Hong Kong believes stablecoin volatility can spillover to traditional finance

Regulation

The fall of crypto giants this year reignited questions about the stability of cryptocurrencies and their impact on fiat ecosystems. Hong Kong Monetary Authority (HKMA) assessed the situation and found that the instabilities of crypto assets, including asset-backed stablecoins, can potentially spill over to the traditional financial system.

The HKMA assessment on asset-backed stablecoins pointed out the risks of liquidity mismatch, negatively impacting their stability during “fire-sale” events. A fire sale event relates to a momentary price fluctuation when investors can purchase stablecoins cheaper than their market price — a phenomenon noticed during the Terra crash.

According to Hong Kong’s central bank, the interconnection of crypto assets has made the crypto ecosystem more vulnerable to systematic shocks. In addition, the increase in crypto exposure from financial institutions can be subject to knock-off effects from abrupt developments in cryptocurrency prices:

“The growing size of asset-backed stablecoins, together with their inherent risks, could make asset-backed stablecoins a potential magnifier of the volatility spillover from crypto to traditional financial assets.”

The flowchart shared by HKMA suggests that fluctuations in the price of asset-backed stablecoins could result in reserve adjustment by stablecoins. This is mainly driven by the assumption that the demand and supply of stablecoins can trigger volatility in their price.

The study also recalled the crash of Terra USD (UST), an algorithmic stablecoin issued by Terraform Labs, which had caused mass redemption of Tether (USDT). In this light, HKMA recommended standardizing regular disclosures that can help regulators inspects liquidity conditions and risks.
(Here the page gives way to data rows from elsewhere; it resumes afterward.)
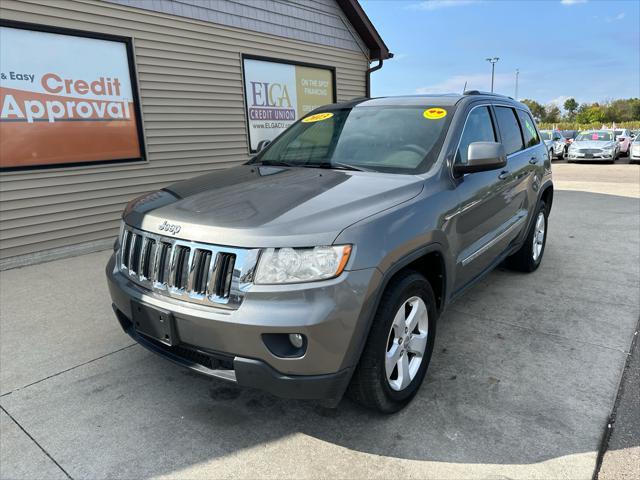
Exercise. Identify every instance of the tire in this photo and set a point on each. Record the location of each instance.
(370, 385)
(525, 259)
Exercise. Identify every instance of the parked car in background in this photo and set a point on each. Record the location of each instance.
(623, 137)
(554, 142)
(594, 145)
(569, 137)
(322, 264)
(634, 151)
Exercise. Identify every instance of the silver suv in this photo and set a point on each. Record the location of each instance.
(321, 266)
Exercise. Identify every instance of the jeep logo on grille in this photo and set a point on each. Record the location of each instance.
(172, 228)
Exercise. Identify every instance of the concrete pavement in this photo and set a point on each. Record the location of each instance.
(522, 382)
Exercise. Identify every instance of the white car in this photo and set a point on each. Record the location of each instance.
(634, 151)
(554, 141)
(623, 137)
(594, 145)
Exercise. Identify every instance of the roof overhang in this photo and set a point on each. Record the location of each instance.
(378, 50)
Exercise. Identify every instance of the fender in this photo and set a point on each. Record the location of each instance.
(369, 310)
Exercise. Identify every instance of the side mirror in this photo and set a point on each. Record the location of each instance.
(483, 156)
(262, 144)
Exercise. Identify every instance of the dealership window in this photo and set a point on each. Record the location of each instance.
(279, 92)
(67, 98)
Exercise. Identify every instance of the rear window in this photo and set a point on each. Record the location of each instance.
(509, 129)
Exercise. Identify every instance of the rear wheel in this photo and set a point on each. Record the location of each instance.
(528, 258)
(399, 347)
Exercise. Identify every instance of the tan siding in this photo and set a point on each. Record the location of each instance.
(190, 83)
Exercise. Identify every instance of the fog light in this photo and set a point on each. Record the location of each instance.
(296, 340)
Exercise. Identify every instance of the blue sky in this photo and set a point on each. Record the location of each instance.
(589, 50)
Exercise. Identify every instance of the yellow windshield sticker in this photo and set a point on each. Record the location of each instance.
(434, 113)
(318, 117)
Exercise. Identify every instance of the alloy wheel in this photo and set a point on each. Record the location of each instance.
(406, 343)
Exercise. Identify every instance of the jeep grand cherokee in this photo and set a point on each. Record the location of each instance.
(321, 266)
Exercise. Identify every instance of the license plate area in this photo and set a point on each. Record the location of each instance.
(154, 322)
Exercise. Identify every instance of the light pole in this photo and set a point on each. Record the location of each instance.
(493, 61)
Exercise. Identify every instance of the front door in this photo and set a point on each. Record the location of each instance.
(484, 202)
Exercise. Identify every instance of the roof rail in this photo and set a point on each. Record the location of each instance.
(478, 92)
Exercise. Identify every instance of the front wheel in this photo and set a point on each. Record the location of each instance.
(528, 258)
(398, 350)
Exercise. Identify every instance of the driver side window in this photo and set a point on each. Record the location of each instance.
(478, 128)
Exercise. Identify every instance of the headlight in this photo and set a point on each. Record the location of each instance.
(295, 265)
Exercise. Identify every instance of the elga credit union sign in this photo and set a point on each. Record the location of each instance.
(277, 94)
(65, 99)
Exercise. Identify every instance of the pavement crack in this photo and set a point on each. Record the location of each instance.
(541, 332)
(67, 370)
(36, 442)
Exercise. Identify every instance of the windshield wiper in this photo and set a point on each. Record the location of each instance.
(274, 163)
(335, 166)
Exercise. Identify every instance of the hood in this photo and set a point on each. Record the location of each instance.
(592, 144)
(259, 206)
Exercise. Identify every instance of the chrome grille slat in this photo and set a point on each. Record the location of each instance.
(132, 246)
(194, 272)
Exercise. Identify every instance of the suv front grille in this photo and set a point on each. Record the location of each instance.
(190, 271)
(590, 150)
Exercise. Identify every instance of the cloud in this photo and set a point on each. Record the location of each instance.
(559, 101)
(438, 4)
(504, 83)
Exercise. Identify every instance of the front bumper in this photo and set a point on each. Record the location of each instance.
(229, 344)
(594, 157)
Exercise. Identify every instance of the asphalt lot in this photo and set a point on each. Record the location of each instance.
(522, 383)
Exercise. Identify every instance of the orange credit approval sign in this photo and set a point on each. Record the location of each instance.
(57, 110)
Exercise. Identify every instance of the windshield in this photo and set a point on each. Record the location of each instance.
(381, 138)
(599, 136)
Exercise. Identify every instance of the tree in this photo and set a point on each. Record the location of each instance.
(537, 109)
(570, 105)
(591, 114)
(552, 114)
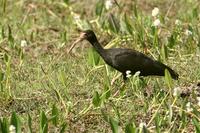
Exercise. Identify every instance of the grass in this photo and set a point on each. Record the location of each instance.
(44, 89)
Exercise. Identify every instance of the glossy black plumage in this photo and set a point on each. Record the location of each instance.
(127, 59)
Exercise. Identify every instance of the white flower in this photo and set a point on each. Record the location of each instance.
(128, 73)
(12, 129)
(177, 22)
(156, 23)
(155, 12)
(23, 43)
(108, 4)
(177, 91)
(198, 99)
(188, 107)
(188, 32)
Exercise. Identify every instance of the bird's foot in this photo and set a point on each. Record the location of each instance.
(114, 79)
(121, 89)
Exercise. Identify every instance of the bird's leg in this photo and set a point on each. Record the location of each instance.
(121, 88)
(115, 78)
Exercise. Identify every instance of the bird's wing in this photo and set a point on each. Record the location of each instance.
(134, 61)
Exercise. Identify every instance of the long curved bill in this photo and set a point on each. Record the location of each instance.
(77, 41)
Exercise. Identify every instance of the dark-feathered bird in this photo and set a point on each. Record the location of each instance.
(126, 59)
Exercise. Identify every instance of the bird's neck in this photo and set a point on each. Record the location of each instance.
(97, 46)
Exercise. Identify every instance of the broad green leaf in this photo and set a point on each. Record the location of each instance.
(43, 123)
(168, 78)
(96, 100)
(114, 125)
(30, 123)
(63, 127)
(66, 1)
(15, 121)
(99, 7)
(196, 124)
(55, 115)
(4, 126)
(1, 76)
(130, 128)
(113, 23)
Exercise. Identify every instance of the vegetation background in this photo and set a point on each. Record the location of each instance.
(44, 89)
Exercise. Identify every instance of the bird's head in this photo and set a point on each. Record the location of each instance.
(84, 35)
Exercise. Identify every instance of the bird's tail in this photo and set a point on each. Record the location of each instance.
(173, 74)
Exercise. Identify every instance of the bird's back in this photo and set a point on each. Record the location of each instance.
(128, 59)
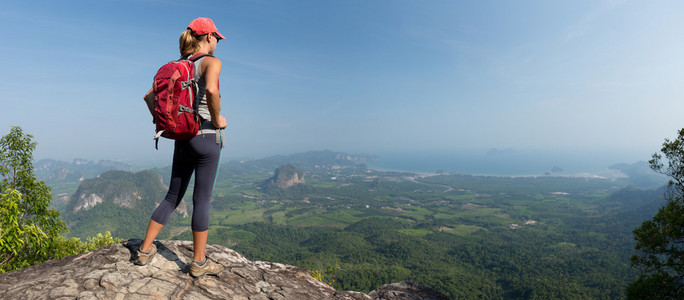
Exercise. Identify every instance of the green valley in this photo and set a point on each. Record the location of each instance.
(466, 236)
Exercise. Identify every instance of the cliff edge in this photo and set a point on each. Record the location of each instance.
(109, 273)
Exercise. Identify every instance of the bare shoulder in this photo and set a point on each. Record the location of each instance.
(211, 62)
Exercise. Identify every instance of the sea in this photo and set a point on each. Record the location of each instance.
(504, 162)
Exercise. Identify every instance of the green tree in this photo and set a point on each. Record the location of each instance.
(660, 241)
(30, 231)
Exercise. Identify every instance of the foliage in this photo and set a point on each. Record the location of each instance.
(327, 275)
(30, 231)
(660, 241)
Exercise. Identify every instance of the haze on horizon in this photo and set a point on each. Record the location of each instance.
(581, 77)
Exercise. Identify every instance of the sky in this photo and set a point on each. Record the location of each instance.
(354, 76)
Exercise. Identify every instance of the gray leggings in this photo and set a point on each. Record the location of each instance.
(201, 155)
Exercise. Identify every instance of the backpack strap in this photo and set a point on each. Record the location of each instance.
(195, 57)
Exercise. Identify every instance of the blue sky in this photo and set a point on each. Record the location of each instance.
(355, 76)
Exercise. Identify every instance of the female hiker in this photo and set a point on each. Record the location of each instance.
(199, 154)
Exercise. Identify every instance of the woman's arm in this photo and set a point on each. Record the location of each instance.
(211, 77)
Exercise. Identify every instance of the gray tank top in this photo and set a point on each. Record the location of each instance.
(202, 106)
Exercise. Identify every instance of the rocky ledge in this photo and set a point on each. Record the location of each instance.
(109, 273)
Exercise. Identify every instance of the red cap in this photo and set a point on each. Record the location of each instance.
(201, 26)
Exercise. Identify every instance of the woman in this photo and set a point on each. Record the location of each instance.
(199, 154)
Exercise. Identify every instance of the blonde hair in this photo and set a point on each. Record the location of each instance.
(188, 42)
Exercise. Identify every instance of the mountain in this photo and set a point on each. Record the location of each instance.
(54, 171)
(117, 201)
(284, 177)
(640, 175)
(109, 273)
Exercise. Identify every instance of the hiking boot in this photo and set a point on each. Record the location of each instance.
(209, 268)
(143, 258)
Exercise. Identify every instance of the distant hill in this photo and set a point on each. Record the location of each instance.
(55, 171)
(117, 201)
(640, 175)
(284, 177)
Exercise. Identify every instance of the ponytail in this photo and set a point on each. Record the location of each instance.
(188, 43)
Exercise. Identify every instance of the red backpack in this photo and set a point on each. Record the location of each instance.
(175, 103)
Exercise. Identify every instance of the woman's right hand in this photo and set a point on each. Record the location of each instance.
(220, 123)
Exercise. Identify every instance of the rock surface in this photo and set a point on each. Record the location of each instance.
(109, 273)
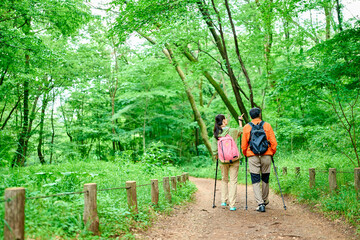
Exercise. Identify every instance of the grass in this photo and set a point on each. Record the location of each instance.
(341, 204)
(61, 217)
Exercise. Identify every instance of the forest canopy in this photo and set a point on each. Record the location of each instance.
(145, 79)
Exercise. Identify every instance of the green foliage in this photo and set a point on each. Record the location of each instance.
(62, 216)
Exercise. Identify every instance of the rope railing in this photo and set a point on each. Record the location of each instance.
(14, 199)
(56, 195)
(74, 193)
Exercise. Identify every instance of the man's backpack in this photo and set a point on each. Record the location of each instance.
(227, 149)
(258, 141)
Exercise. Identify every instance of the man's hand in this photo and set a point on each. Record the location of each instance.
(240, 118)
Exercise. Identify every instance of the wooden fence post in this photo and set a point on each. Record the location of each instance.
(179, 180)
(173, 183)
(154, 191)
(131, 195)
(91, 218)
(183, 177)
(166, 186)
(332, 179)
(14, 213)
(312, 177)
(187, 176)
(357, 182)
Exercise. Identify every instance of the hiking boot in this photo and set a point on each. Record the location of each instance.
(261, 208)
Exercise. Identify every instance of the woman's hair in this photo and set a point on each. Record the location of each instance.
(254, 113)
(218, 122)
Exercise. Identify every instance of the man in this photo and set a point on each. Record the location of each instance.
(259, 164)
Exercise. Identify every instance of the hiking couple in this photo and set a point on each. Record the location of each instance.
(259, 154)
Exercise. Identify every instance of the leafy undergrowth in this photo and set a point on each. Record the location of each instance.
(62, 217)
(341, 204)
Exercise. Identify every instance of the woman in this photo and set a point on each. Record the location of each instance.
(228, 195)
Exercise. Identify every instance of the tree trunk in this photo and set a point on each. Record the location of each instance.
(327, 10)
(237, 50)
(220, 43)
(200, 94)
(52, 129)
(20, 156)
(217, 87)
(144, 125)
(42, 120)
(338, 10)
(200, 121)
(11, 112)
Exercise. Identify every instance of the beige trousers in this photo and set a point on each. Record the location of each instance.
(257, 165)
(229, 193)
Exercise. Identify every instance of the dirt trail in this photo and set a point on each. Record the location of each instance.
(199, 220)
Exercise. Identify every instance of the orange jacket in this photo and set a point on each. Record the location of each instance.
(269, 134)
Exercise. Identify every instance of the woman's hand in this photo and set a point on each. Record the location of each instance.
(240, 118)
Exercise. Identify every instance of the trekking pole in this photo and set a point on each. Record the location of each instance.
(217, 163)
(246, 182)
(272, 159)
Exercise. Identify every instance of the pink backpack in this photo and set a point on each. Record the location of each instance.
(227, 149)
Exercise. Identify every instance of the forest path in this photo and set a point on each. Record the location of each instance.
(199, 220)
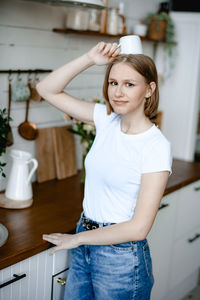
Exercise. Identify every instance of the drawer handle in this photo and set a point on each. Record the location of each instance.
(197, 188)
(17, 277)
(194, 238)
(163, 206)
(62, 281)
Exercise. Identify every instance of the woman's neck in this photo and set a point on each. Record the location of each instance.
(135, 123)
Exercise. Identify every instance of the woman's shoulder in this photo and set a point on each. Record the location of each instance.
(157, 139)
(101, 116)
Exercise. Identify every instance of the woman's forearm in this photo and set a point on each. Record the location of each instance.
(113, 234)
(57, 80)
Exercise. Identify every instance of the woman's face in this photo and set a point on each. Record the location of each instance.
(127, 89)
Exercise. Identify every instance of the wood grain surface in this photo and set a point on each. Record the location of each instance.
(57, 205)
(64, 149)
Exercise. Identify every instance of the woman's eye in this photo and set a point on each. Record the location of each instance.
(113, 83)
(129, 84)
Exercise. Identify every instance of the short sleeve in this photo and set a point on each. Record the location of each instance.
(158, 157)
(101, 118)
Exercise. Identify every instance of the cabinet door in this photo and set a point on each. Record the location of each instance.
(61, 260)
(185, 257)
(33, 280)
(160, 240)
(188, 209)
(58, 285)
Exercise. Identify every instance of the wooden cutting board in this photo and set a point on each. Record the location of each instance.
(64, 149)
(45, 155)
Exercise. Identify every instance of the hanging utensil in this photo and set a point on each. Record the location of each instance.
(10, 134)
(34, 93)
(28, 130)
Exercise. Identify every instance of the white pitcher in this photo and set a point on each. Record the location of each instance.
(19, 185)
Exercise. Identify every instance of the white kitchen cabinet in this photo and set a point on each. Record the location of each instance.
(58, 285)
(37, 281)
(185, 257)
(189, 209)
(175, 244)
(161, 242)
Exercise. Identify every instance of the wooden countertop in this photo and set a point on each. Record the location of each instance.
(57, 207)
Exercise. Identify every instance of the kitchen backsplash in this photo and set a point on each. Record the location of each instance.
(27, 42)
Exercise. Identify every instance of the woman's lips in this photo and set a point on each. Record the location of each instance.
(118, 102)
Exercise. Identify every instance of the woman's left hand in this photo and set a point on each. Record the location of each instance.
(62, 241)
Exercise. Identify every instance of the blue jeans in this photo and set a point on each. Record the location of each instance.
(110, 272)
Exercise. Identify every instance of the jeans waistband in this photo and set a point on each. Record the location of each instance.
(83, 217)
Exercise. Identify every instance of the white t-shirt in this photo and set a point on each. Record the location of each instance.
(114, 166)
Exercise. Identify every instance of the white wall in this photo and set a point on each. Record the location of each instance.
(27, 41)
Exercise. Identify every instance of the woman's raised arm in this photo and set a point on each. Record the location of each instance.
(51, 88)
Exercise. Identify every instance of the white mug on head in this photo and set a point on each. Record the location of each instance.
(130, 44)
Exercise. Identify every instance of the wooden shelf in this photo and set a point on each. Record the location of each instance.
(95, 33)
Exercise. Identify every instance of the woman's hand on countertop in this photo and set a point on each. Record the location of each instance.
(62, 241)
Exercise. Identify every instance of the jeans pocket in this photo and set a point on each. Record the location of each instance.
(147, 259)
(128, 246)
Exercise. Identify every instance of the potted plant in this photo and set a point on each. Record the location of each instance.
(4, 131)
(161, 28)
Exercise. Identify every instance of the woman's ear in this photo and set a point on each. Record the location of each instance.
(151, 89)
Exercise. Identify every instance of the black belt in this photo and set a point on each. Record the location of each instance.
(89, 224)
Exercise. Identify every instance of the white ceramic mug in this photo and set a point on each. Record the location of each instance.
(130, 44)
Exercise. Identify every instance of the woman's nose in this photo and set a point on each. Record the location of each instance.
(118, 91)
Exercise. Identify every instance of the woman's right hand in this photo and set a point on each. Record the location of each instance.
(103, 53)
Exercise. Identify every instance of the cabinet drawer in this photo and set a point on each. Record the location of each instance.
(61, 260)
(161, 242)
(188, 209)
(185, 257)
(58, 285)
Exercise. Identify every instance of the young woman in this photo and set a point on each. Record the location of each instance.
(127, 170)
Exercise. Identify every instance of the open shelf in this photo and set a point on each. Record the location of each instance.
(96, 33)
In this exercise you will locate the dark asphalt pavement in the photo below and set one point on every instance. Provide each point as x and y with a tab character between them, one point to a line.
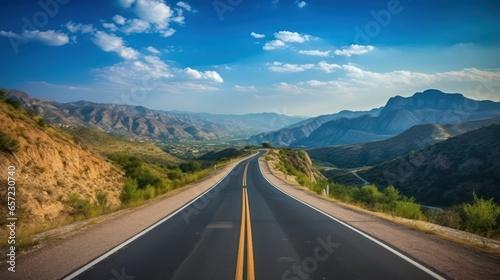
290	241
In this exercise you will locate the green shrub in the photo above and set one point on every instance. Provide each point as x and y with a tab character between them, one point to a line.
42	123
102	199
8	144
14	103
129	190
408	208
80	208
481	216
369	195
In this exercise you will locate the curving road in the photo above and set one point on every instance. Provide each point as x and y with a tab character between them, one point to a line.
245	228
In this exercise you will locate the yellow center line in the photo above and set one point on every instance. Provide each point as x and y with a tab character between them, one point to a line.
250	260
241	245
245	263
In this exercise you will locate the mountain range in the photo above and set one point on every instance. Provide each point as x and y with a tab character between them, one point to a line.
447	172
375	152
399	114
288	135
140	123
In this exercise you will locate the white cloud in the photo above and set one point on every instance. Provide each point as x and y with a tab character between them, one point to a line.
126	3
135	26
354	50
283	37
147	71
111	26
323	65
118	19
273	45
315	52
291	37
49	37
168	32
257	36
245	88
111	43
184	5
153	11
178	18
285	67
207	75
78	27
153	50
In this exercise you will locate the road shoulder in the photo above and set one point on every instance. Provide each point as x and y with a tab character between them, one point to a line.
454	260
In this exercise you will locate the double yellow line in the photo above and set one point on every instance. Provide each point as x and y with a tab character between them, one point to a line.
245	267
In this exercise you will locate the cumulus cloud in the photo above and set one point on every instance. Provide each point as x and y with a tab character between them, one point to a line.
136	72
153	11
286	67
78	27
245	88
135	26
153	50
273	45
118	19
126	3
323	65
184	5
284	37
315	52
257	35
354	50
49	37
111	43
207	75
291	37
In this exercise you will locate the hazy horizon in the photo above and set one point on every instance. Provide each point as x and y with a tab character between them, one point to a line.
300	58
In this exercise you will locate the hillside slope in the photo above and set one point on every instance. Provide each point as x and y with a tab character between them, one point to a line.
399	114
294	166
448	172
375	152
50	166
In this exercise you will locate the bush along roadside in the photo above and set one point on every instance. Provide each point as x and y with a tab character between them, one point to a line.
480	216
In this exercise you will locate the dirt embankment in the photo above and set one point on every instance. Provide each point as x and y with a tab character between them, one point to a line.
49	166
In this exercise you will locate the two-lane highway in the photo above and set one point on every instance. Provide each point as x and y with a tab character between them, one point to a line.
245	228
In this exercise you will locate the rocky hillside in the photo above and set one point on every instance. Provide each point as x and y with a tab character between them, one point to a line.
296	164
448	172
375	152
50	167
140	123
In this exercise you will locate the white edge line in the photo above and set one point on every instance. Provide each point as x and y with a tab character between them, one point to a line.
133	238
392	250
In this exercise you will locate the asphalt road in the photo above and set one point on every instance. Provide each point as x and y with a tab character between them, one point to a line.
245	227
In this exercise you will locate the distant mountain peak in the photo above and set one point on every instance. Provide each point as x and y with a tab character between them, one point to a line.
430	98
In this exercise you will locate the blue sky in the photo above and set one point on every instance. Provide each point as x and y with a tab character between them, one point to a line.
239	56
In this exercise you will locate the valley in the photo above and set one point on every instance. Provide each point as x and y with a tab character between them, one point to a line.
398	159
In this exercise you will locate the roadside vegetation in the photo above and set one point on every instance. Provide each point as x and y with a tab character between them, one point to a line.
480	216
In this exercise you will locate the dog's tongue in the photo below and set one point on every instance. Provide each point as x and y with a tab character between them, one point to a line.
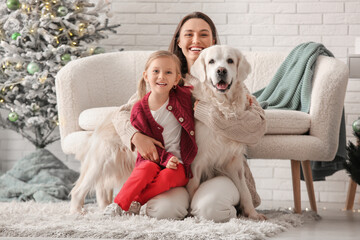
222	85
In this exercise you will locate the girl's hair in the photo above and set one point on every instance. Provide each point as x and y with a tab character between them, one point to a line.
174	47
142	90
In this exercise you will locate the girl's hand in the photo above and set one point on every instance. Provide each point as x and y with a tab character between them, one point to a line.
172	163
145	145
195	103
249	98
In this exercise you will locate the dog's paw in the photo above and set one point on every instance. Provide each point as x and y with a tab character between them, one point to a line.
257	216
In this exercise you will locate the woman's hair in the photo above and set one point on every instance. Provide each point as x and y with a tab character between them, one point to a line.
174	47
142	90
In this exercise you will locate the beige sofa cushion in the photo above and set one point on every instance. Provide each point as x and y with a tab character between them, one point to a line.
287	122
90	118
284	122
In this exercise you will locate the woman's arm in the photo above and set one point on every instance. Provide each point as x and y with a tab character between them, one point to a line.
246	128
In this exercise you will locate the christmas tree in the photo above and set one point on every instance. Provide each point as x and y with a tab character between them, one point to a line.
38	37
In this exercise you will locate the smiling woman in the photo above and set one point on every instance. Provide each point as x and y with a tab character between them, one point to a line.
194	32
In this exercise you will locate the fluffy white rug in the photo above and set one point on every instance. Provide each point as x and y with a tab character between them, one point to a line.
30	219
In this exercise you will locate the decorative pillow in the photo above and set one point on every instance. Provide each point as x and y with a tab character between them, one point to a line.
90	118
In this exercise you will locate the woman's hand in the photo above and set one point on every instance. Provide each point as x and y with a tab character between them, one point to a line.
145	145
172	163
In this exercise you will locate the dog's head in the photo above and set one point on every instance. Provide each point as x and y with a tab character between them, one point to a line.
222	67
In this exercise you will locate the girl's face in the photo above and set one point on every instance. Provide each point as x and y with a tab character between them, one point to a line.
162	75
195	35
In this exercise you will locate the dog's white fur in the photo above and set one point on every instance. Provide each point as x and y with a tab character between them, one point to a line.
218	155
106	163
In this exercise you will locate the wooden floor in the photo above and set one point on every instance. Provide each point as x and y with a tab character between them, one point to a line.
336	223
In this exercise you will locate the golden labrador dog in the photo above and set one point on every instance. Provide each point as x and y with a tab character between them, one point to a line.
219	74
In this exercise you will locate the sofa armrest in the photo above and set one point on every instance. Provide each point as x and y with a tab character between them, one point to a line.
327	102
104	80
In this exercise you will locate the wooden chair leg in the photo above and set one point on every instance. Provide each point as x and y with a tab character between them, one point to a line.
295	171
351	195
111	196
309	184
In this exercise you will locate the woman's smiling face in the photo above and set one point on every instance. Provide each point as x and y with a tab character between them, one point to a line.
195	35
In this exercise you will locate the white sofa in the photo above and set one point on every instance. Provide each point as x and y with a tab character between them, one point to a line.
89	88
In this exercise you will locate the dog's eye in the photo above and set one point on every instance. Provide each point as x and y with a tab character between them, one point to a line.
230	60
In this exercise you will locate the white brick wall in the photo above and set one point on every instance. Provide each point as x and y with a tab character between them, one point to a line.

The second recommendation for regulators is to strengthen the asset-backed stablecoins’ liquidity management via restrictions on the composition of reserve assets.

Related: Could Hong Kong really become China’s proxy in crypto?

The Securities and Futures Commission of Hong Kong advised management companies looking to offer exchange-traded fund (ETF) offerings to “have a good track record of regulatory compliance,” among other requirements.

The SFC circular came as part of a policy update from Hong Kong’s government, which announced its readiness to engage with global crypto exchanges on regulatory issues.